Dalam tatalaksana urtikaria, selain terapi sistemik, juga dianjurkan untuk

pemberian terapi topikal untuk mengurangi gatal, berupa bedak kocok atau losion

yang mengandung mentol 0.5-1% atau kalamin. Dalam praktek sehari-hari, terapi

lini pertama dan kedua dapat diberikan oleh dokter umum, dan apabila

penatalaksanaan tersebut tidak berhasil, sebaiknya pasien dirujuk untuk

penatalaksanaan lebih lanjut.

Pada urtikaria yang luas atau disertai dengan angioedema, perlu dilakukan

rawat inap dan selain pemberian antihistamin, juga diberikan kortiko- steroid

sistemik (metilprednisolon dosis 40-200 mg) untuk waktu yang singkat.
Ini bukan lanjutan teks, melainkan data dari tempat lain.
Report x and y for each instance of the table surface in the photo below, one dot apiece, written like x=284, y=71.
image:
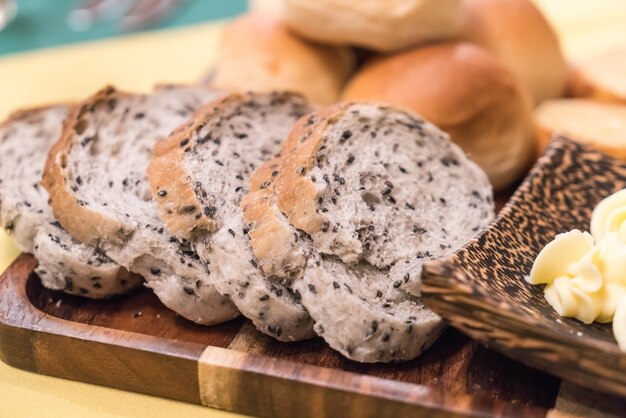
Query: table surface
x=137, y=62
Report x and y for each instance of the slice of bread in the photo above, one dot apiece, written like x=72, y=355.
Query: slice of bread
x=64, y=263
x=96, y=177
x=601, y=125
x=601, y=78
x=374, y=192
x=206, y=167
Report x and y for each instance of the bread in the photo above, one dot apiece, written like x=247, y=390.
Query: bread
x=96, y=178
x=463, y=90
x=601, y=78
x=373, y=192
x=374, y=24
x=517, y=32
x=257, y=52
x=64, y=264
x=602, y=125
x=206, y=166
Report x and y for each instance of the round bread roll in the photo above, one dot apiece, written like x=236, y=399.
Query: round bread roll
x=383, y=26
x=601, y=125
x=601, y=78
x=464, y=90
x=257, y=52
x=517, y=32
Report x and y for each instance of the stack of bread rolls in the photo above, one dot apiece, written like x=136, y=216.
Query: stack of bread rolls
x=475, y=68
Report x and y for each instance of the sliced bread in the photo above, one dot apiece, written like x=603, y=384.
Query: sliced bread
x=203, y=170
x=96, y=177
x=373, y=192
x=64, y=263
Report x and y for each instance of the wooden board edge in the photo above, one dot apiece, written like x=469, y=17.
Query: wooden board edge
x=223, y=378
x=265, y=386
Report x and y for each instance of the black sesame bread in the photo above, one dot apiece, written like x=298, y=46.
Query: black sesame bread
x=96, y=177
x=198, y=177
x=64, y=263
x=373, y=192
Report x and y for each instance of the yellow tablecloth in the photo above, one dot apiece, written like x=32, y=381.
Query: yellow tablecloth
x=182, y=55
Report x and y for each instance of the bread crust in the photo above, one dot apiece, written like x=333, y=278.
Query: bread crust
x=82, y=222
x=258, y=52
x=64, y=264
x=166, y=172
x=464, y=90
x=523, y=39
x=169, y=181
x=384, y=26
x=296, y=193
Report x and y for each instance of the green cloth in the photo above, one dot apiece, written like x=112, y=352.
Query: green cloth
x=42, y=23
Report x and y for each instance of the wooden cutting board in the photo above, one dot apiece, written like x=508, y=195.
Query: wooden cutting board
x=135, y=343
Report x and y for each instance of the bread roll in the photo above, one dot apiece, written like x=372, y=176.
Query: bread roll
x=602, y=78
x=464, y=90
x=380, y=25
x=602, y=125
x=257, y=52
x=517, y=32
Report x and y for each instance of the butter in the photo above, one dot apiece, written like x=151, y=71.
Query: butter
x=585, y=274
x=610, y=216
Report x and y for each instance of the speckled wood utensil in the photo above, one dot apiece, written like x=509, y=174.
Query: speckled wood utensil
x=481, y=289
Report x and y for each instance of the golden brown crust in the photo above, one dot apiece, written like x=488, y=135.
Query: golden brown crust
x=258, y=52
x=270, y=238
x=169, y=181
x=179, y=208
x=464, y=90
x=296, y=193
x=82, y=222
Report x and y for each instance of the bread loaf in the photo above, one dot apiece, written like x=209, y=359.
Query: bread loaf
x=465, y=91
x=206, y=167
x=367, y=193
x=63, y=263
x=96, y=177
x=257, y=52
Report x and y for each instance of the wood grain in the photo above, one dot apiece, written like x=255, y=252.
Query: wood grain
x=481, y=288
x=134, y=343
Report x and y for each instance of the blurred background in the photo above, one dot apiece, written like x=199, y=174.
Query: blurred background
x=34, y=24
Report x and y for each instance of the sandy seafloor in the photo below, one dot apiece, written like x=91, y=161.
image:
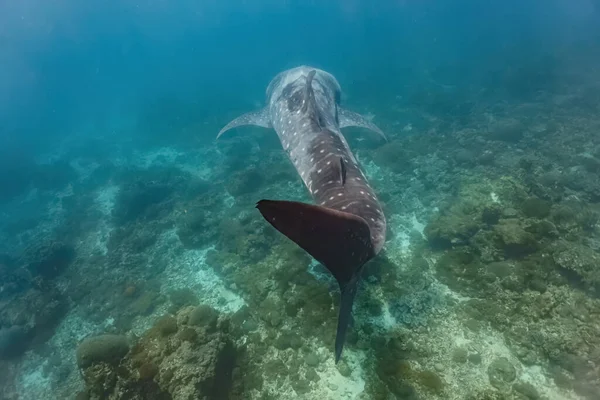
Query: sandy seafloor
x=443, y=171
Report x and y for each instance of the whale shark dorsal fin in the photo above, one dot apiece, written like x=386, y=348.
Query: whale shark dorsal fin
x=258, y=118
x=342, y=171
x=349, y=118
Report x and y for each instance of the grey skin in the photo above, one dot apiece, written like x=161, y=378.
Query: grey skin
x=346, y=227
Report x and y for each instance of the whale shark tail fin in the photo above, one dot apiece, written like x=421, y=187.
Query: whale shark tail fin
x=258, y=118
x=339, y=240
x=345, y=315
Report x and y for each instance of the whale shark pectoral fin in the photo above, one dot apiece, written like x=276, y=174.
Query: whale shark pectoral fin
x=345, y=315
x=340, y=241
x=258, y=118
x=349, y=118
x=341, y=168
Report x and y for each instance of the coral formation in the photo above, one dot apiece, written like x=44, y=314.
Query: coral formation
x=172, y=360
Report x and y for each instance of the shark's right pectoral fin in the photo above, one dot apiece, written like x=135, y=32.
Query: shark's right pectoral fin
x=339, y=240
x=258, y=118
x=349, y=118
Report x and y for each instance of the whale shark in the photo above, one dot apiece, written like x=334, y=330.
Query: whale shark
x=346, y=226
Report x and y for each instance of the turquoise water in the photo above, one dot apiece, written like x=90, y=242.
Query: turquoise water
x=121, y=215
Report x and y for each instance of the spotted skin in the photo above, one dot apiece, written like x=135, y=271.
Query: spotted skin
x=346, y=226
x=316, y=145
Bila

terdapat gejala syok anafilaksis, dilakukan protokol anafilaksis termasuk

pemberian epinefrin 1:1000 sebanyak 0.3 ml intramuskular setiap 10-20 menit

sesuai kebutuhan.

PROGNOSIS

Prognosis urtikaria akut baik, karena penyebabnya dapat diketahui dengan

mudah, untuk selanjutnya dihindari. Urtikaria kronis merupakan tantangan bagi

dokter maupun pasien, karena membutuhkan penanganan yang komprehensif

untuk mencari penyebab dan menentukan jenis pengobatannya. Walaupun

umumnya tidak meng- ancam jiwa, namun dampaknya terhadap kualitas hidup

pasien sangat besar. Urtikaria yang luas atau disertal dengan angioedema
merupakan kedaruratan dalam ilmu kesehatan kulit dan kelamin, sehingga

membutuhkan penanganan yang tepat untuk menurunkan mortalitas.